Les mots auraient été vains. Même les poètes avaient rapetissé l’amitié et l’amour, quand ils avaient voulu en parler.

 

 

« C’est ça, le problème, avec les souvenirs. Quand tu es jeune, tu soulèves un grain de sable, et puis quand tu es vieux, tu racontes que tu as soulevé un rocher. Ce sont des conneries nostalgiques.

« Mais la vie est comme ça. Surtout pour des miséreux comme nous. Alors, choisis. Tu peux pleurer sur ton sort, ou bien te retrousser les manches. Tu es à un carrefour. Ou éternelle victime, ou acteur de ton destin. »

Moi, j’ai vu que tu n’étais pas un perdant. Et je sais que je ne me trompe pas.
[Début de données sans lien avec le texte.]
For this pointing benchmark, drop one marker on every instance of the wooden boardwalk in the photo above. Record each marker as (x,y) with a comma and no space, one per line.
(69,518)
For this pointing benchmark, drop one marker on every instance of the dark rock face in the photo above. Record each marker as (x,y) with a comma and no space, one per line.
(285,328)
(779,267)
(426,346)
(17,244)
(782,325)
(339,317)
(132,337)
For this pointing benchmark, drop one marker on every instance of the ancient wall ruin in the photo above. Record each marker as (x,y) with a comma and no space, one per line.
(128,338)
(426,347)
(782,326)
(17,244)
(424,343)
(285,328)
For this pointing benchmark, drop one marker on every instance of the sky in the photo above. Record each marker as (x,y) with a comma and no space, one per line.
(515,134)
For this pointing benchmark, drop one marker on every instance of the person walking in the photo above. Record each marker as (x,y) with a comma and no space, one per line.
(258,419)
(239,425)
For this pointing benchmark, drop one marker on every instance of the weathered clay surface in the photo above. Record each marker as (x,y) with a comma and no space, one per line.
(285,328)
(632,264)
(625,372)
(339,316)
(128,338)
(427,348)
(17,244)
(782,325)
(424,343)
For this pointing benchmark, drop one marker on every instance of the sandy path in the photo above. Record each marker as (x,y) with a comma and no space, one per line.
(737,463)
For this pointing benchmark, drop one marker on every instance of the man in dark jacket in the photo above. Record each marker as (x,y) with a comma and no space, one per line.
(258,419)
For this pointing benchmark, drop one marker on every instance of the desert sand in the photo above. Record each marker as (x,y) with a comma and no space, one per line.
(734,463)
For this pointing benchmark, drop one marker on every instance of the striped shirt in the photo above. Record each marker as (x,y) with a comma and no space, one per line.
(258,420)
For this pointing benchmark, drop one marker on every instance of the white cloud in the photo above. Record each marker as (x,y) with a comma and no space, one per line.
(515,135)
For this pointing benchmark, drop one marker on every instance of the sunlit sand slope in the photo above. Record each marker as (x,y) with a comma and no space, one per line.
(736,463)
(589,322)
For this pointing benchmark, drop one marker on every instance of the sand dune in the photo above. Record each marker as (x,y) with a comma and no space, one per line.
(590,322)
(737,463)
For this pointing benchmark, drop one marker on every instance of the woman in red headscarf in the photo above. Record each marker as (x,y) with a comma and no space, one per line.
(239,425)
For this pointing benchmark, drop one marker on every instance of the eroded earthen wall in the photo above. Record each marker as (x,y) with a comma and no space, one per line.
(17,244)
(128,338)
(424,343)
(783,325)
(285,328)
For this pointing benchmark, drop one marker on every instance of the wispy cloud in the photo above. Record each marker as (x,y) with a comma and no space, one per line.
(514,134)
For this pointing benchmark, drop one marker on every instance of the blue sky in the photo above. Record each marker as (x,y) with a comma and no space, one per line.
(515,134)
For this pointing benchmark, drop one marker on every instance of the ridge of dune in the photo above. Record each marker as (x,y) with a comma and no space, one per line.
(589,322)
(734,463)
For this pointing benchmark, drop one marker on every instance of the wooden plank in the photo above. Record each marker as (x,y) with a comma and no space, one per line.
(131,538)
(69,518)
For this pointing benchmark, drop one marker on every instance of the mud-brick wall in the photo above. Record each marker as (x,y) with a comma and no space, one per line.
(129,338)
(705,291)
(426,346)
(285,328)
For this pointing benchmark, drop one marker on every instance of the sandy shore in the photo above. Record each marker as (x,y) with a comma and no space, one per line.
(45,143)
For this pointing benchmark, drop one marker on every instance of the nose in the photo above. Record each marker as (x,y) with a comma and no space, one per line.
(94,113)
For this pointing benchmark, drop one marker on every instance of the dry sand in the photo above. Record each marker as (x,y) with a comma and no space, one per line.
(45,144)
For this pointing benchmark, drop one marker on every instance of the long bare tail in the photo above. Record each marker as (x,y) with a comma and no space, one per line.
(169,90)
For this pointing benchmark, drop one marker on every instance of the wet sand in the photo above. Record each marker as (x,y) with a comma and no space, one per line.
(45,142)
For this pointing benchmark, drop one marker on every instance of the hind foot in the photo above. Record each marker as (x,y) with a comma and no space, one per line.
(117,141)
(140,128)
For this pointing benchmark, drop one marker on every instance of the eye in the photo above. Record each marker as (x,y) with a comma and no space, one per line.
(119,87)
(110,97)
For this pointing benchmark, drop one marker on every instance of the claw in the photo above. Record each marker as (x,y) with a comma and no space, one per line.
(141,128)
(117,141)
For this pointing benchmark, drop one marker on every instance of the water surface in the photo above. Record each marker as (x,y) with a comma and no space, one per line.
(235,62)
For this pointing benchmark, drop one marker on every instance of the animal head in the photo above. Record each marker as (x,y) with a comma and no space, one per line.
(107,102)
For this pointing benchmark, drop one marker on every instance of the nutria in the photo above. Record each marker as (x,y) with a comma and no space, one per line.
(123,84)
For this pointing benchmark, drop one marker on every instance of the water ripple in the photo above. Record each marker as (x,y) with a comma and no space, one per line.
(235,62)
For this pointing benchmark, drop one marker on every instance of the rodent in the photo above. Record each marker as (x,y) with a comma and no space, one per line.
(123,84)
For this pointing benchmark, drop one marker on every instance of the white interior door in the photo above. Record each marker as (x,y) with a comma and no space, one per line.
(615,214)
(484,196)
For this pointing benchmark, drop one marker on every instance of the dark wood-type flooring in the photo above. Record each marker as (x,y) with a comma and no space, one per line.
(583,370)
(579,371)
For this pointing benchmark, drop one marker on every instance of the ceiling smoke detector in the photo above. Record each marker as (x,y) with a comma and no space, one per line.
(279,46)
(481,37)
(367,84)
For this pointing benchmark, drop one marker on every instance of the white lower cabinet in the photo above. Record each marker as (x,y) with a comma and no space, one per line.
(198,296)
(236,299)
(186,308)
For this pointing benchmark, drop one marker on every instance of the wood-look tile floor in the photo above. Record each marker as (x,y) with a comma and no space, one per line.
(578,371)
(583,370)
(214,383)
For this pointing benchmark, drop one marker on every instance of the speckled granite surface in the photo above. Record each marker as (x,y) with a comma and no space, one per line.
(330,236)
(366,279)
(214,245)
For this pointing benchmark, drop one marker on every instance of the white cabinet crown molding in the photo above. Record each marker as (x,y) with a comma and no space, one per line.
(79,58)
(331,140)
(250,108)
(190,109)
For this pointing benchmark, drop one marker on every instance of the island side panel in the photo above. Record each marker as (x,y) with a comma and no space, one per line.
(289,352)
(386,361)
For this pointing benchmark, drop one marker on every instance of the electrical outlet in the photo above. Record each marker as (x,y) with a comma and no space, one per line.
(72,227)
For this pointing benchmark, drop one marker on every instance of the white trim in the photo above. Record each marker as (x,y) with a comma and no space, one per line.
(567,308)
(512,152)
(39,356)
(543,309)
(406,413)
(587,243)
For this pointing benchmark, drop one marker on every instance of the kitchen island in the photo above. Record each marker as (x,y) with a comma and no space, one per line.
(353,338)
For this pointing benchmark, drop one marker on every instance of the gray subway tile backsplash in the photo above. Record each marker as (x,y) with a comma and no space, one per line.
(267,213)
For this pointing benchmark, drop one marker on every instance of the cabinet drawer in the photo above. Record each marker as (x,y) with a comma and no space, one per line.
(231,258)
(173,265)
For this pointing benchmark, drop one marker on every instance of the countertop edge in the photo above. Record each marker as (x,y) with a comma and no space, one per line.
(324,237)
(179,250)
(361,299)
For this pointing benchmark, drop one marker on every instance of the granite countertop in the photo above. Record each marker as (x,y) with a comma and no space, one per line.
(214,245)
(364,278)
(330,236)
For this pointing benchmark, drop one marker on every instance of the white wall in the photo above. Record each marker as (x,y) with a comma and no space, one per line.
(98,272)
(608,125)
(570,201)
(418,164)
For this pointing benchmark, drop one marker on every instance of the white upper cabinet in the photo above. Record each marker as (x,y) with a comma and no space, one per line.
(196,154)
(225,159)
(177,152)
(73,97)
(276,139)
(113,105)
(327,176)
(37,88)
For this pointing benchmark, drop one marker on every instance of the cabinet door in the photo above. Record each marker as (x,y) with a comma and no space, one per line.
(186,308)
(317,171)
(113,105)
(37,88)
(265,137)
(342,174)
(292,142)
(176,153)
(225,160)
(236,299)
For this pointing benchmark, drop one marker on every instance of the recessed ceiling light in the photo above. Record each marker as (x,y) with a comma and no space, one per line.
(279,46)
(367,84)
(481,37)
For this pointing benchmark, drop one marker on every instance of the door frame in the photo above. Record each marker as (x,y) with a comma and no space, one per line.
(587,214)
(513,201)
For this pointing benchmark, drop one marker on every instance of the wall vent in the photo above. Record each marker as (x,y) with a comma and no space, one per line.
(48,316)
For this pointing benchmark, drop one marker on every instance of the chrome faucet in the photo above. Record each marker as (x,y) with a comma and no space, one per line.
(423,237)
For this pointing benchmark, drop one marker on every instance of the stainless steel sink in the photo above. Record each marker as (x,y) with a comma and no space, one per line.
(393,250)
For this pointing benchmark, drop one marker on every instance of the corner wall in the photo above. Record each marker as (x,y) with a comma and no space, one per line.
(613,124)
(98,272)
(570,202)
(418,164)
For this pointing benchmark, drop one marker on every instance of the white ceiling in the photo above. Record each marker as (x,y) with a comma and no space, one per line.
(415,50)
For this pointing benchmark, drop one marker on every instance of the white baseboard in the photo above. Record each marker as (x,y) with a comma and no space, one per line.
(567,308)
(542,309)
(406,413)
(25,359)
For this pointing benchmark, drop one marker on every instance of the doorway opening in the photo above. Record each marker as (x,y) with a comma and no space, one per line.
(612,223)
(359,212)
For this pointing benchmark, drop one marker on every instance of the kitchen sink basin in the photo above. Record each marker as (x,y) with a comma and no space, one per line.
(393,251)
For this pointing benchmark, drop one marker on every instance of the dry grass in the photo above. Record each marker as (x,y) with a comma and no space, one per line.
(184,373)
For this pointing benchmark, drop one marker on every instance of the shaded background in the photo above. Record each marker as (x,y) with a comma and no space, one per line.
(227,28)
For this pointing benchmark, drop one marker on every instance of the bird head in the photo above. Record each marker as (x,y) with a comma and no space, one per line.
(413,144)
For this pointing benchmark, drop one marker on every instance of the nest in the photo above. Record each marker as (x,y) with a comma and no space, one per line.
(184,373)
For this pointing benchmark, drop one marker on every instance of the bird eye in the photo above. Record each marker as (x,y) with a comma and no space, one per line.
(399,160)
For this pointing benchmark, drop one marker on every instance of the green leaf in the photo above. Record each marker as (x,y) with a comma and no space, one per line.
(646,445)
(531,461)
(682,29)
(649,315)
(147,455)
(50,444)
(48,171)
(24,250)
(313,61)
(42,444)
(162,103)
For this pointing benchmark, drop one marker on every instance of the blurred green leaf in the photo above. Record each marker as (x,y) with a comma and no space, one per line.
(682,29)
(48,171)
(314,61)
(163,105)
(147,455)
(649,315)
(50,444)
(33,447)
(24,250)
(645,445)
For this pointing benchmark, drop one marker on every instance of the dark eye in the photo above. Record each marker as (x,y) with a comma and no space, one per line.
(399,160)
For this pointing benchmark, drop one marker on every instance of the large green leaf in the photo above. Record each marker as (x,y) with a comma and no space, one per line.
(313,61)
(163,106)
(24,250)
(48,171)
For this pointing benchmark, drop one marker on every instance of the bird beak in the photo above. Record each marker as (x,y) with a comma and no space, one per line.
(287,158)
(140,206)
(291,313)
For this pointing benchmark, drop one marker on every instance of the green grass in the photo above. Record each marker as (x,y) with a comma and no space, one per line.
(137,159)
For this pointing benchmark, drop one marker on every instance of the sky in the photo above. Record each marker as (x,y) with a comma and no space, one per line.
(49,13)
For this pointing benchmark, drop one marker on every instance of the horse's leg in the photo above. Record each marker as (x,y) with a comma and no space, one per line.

Tu es un garçon capable de rêver.

Il devrait y avoir une loi pour punir les gens comme toi, qui ont des ailes et qui ne volent pas !

 

— Les aventures, c’est le sel de la vie.
—  Et pelleter du crottin, c’est l’aventure ? demanda-t-elle, enjouée.
— Oh oui, vraiment, répondit-il avec une grimace comique. On risque à tout moment de tomber dedans.

Tiens-toi près de lui. Si tu n’y arrives pas, ça veut dire que ton amour est factice, comme un masque en carton-pâte qui se délite à la première averse.

Est-ce que tu te rends compte du nombre d’hommes qui ont l’air quelqu’un au départ et qui se révèlent totalement différents quand on leur fait confiance ?

« Ne vis pas de regrets. » Il fit une pause vibrante de douleur. « N’abandonne jamais. Bats-toi. » Il lui caressa le visage. « L’amour, ça ne se gâche pas. »

La vie n’était pas forcément merdique.
Il s’agissait juste de choisir.

« Au début, l’art, ça t’donne rien à bouffer, hein. Et ça s’trouve, les jeunes pleins d’talent, y z’arrêtent. Y laissent tomber. Pour pouvoir bouffer, j’veux dire. » Il sourit. « Très chère, moi, l’art j’peux pas l’donner. Mais l’pain, si. »

Les femmes doivent participer à la vie politique. Parce qu’elles savent faire la guerre. Mais surtout, parce qu’elles savent inventer la paix.